January 26, 1938, was the sesquicentenary of the arrival of the First Fleet. It was also the date of “a day of mourning and protest” organised by Aboriginal Australians with the aim of obtaining citizenship for Aboriginal people. In 1988, the counter to official bicentenary celebrations was “Invasion Day”, which evolved into Survival Day, a celebration of the survival of the Aboriginal people and culture.

Yet Israel’s deputy Foreign Minister, Danny Ayalon, says: “Any other country in the world would not stand by while its celebrations of independence are turned into a memorial service” (“Arab fury over push to ban mourning day“, May 27).

He is wrong. Wrong in fact and morally wrong to try to deny freedom of speech to the Palestinians who are the original owners of the land in which he lives.

Jennifer Killen Coalition for Justice and Peace in Palestine, Dulwich Hill

And the Age:

Your report (“Bid to ban mourning of Israeli national day“, 27/5) contains a mistake. It is not Israel’s victory in the 1948 war that the Palestinians call al-Nakba, the catastrophe.
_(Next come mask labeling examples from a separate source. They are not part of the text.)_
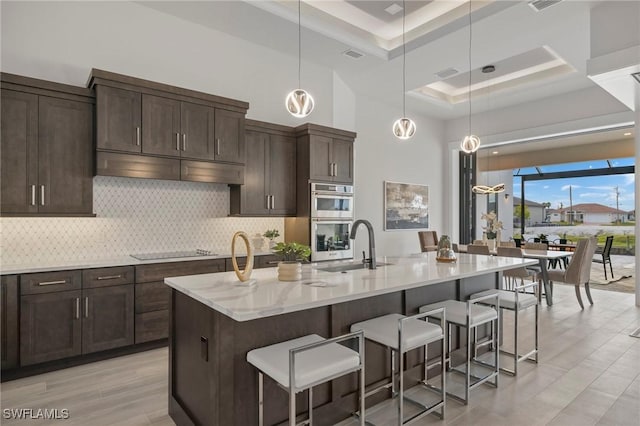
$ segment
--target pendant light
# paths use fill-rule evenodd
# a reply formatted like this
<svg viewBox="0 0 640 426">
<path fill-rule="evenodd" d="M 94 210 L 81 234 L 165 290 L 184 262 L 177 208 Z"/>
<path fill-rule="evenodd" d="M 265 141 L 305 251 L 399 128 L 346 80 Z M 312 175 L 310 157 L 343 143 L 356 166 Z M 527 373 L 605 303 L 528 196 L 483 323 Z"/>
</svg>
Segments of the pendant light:
<svg viewBox="0 0 640 426">
<path fill-rule="evenodd" d="M 300 88 L 300 69 L 302 67 L 301 26 L 300 0 L 298 0 L 298 88 L 291 91 L 285 100 L 287 111 L 296 118 L 303 118 L 311 114 L 315 106 L 313 97 L 306 90 Z"/>
<path fill-rule="evenodd" d="M 482 73 L 483 74 L 490 74 L 492 72 L 494 72 L 496 70 L 496 67 L 494 65 L 485 65 L 484 67 L 482 67 Z M 485 81 L 486 83 L 486 81 Z M 490 99 L 490 90 L 489 88 L 491 87 L 491 85 L 487 85 L 487 100 Z M 491 105 L 488 105 L 488 109 L 491 109 Z M 493 154 L 497 154 L 498 152 L 494 152 Z M 491 158 L 491 157 L 489 157 Z M 490 166 L 491 160 L 487 160 L 487 165 Z M 487 167 L 488 169 L 490 169 L 491 167 Z M 487 173 L 490 173 L 490 170 L 487 171 Z M 487 181 L 489 180 L 489 175 L 487 175 Z M 505 190 L 505 184 L 504 183 L 499 183 L 497 185 L 493 185 L 493 186 L 487 186 L 487 185 L 474 185 L 471 188 L 471 191 L 473 191 L 474 194 L 478 194 L 478 195 L 490 195 L 490 194 L 498 194 L 500 192 L 504 192 Z"/>
<path fill-rule="evenodd" d="M 413 122 L 412 119 L 407 118 L 406 114 L 406 55 L 407 48 L 405 45 L 404 37 L 404 21 L 407 15 L 406 9 L 404 7 L 404 0 L 402 0 L 402 118 L 396 120 L 393 123 L 393 134 L 400 140 L 410 139 L 416 133 L 416 123 Z"/>
<path fill-rule="evenodd" d="M 460 149 L 467 154 L 476 152 L 480 148 L 480 138 L 474 134 L 471 134 L 471 0 L 469 0 L 469 86 L 467 102 L 469 102 L 469 134 L 464 137 L 460 144 Z"/>
</svg>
The Palestinian catastrophe started before the war, when the Jewish underground terrorist groups launched their final military drive. They put Plan Dalet into force on April 1, 1948, with two objectives: to establish a Jewish state beyond the boundaries defined by the UN and to establish a state devoid, as much as possible, of its indigenous Palestinian population by expelling it, in order to turn the non-Jewish majority in Palestine into a minority and the new European Jewish minority into a majority.

Through war and terror, the Jewish terrorist groups dispossessed between 850,000 and 950,000 Palestinians of their homeland, occupied 78 per cent of Palestine (including 85 per cent of Jerusalem) and destroyed 418 Palestinian towns and villages, and denied the rights of refugees to return to their homeland. This is what the Palestinians call al-Nakba, the catastrophe.